Any risks and vulnerabilities identified above must be mitigated and, ideally, remediated, using the right technique based on all available information. While in IT the common approach is to patch, this may not be possible for OT. In manufacturing environments response actions range from automated initiation of remediation activities, such as creating a service ticket for an engineer to check a malfunctioning device or to tighten a firewall rule, to more drastic measures, such as access control and segmentation.
Vulnerable and critical systems, including unsupported legacy systems, should be segmented from the rest of the operations, and logical segments should be implemented where possible. For example, a security camera doesn’t need to connect to the process control server or data historian, and a robot arm doesn’t need direct internet access.
While automated mitigation and remediation can free scarce resources to focus on other priorities, it may not always be desirable in manufacturing environments. Enforcement policies can specify what actions should be taken manually, with human assistance or automatically based on all available information. A zero-trust policy engine can enforce flexible mitigation actions on networks and endpoints, from modest (apply updates) to stringent (quarantine device). This strategy will help protect vulnerable, high-risk and compromised devices while keeping mission-critical assets online.

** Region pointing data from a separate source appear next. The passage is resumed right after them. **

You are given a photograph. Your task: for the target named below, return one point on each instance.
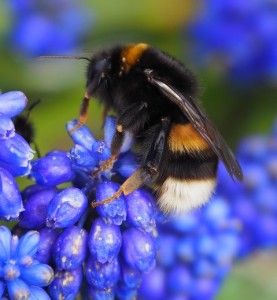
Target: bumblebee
(154, 96)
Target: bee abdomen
(184, 138)
(182, 195)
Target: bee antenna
(62, 57)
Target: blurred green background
(237, 111)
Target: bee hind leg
(133, 118)
(149, 168)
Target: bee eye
(100, 64)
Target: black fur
(123, 91)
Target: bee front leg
(149, 168)
(83, 114)
(132, 119)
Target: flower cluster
(48, 27)
(240, 35)
(254, 202)
(20, 272)
(115, 242)
(15, 155)
(126, 248)
(195, 253)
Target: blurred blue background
(231, 45)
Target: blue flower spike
(53, 169)
(109, 131)
(16, 155)
(138, 250)
(102, 276)
(140, 210)
(104, 241)
(7, 129)
(10, 199)
(101, 150)
(69, 251)
(20, 272)
(34, 215)
(66, 208)
(12, 103)
(82, 157)
(82, 136)
(47, 239)
(115, 211)
(66, 284)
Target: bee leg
(83, 114)
(149, 168)
(131, 119)
(105, 113)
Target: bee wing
(201, 123)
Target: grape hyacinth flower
(254, 202)
(15, 155)
(124, 249)
(238, 35)
(22, 276)
(195, 253)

When proven safe and effective, manually initiated actions can be automated to reduce mean time to respond (MTTR) where it makes sense.

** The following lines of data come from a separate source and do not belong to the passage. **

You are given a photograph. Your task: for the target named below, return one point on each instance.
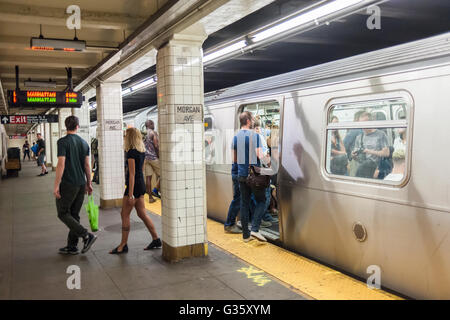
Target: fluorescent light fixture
(57, 44)
(305, 18)
(224, 51)
(126, 91)
(145, 83)
(39, 84)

Security policies, from assessment and alerts to mitigation actions, should naturally involve communication between IT and OT teams. For example, how can the SOC security analyst inform the right OT engineer at the site? Many actions can be initiated automatically without risk to OT systems, such as tightening firewall rules that don’t touch process control communication and assessing the security posture of contractor laptops before granting access to a production network. In reality, policies often result from actual breaches. Suppose malware on the contractor’s laptop infected the network. How did you recover from the incident and restore operations, and what could you have done to prevent it from happening? Make sure to document incidents and determine better ways to protect, detect and respond, so you can recover more quickly if a similar incident occurs.

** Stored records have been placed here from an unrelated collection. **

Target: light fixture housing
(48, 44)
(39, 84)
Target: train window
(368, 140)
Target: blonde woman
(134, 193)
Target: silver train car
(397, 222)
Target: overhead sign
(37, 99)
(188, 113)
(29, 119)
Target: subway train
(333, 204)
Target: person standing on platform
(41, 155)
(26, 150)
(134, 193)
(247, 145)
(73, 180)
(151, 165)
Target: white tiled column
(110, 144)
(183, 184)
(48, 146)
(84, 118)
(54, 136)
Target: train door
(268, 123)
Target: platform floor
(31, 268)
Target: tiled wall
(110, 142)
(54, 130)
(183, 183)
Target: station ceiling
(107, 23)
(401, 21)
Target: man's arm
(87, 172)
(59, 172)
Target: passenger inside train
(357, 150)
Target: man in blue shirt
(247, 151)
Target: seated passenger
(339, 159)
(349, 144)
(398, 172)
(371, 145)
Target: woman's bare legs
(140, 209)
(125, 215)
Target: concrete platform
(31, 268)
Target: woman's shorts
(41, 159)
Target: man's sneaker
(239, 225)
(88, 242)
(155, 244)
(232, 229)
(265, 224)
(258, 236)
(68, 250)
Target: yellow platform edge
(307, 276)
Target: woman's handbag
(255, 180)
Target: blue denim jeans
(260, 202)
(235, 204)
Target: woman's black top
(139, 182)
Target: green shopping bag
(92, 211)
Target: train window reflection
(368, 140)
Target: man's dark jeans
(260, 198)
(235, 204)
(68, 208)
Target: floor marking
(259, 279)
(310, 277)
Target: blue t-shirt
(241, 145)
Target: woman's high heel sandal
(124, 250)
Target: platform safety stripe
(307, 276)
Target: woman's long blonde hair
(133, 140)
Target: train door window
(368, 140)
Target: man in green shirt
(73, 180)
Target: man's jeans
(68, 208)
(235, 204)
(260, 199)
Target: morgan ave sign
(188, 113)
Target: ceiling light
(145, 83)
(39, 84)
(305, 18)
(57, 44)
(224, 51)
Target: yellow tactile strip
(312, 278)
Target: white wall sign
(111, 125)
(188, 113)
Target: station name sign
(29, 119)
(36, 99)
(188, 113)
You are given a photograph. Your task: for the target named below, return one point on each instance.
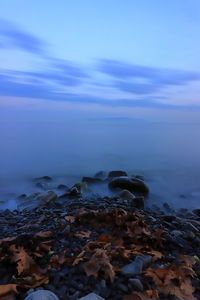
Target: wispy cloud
(127, 76)
(129, 84)
(13, 36)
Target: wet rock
(137, 265)
(42, 295)
(140, 177)
(138, 202)
(43, 179)
(136, 284)
(62, 187)
(126, 195)
(43, 185)
(101, 175)
(47, 197)
(117, 174)
(127, 183)
(92, 296)
(22, 196)
(91, 180)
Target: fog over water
(67, 145)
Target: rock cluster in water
(71, 244)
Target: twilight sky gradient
(133, 54)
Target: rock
(177, 233)
(117, 174)
(47, 197)
(62, 187)
(42, 295)
(130, 184)
(138, 202)
(126, 195)
(92, 296)
(137, 265)
(43, 178)
(136, 284)
(139, 177)
(100, 175)
(91, 180)
(43, 185)
(22, 196)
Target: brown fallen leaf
(8, 239)
(37, 277)
(70, 219)
(176, 280)
(7, 288)
(21, 257)
(82, 234)
(43, 234)
(147, 295)
(99, 262)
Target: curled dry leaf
(43, 234)
(82, 234)
(70, 219)
(99, 262)
(21, 257)
(175, 280)
(147, 295)
(7, 288)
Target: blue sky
(114, 54)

As manufacturing plants become increasingly connected, the importance of cybersecurity has never been greater. Manufacturers must gain a closer understanding of exactly what is on their network and how each device is interlinked and then take steps to secure all assets. Digital transformation offers significant benefits to manufacturers, but it also means it is no longer possible to keep critical OT disconnected. To reap on the benefits of this digitisation, security needs to run in tandem to innovation.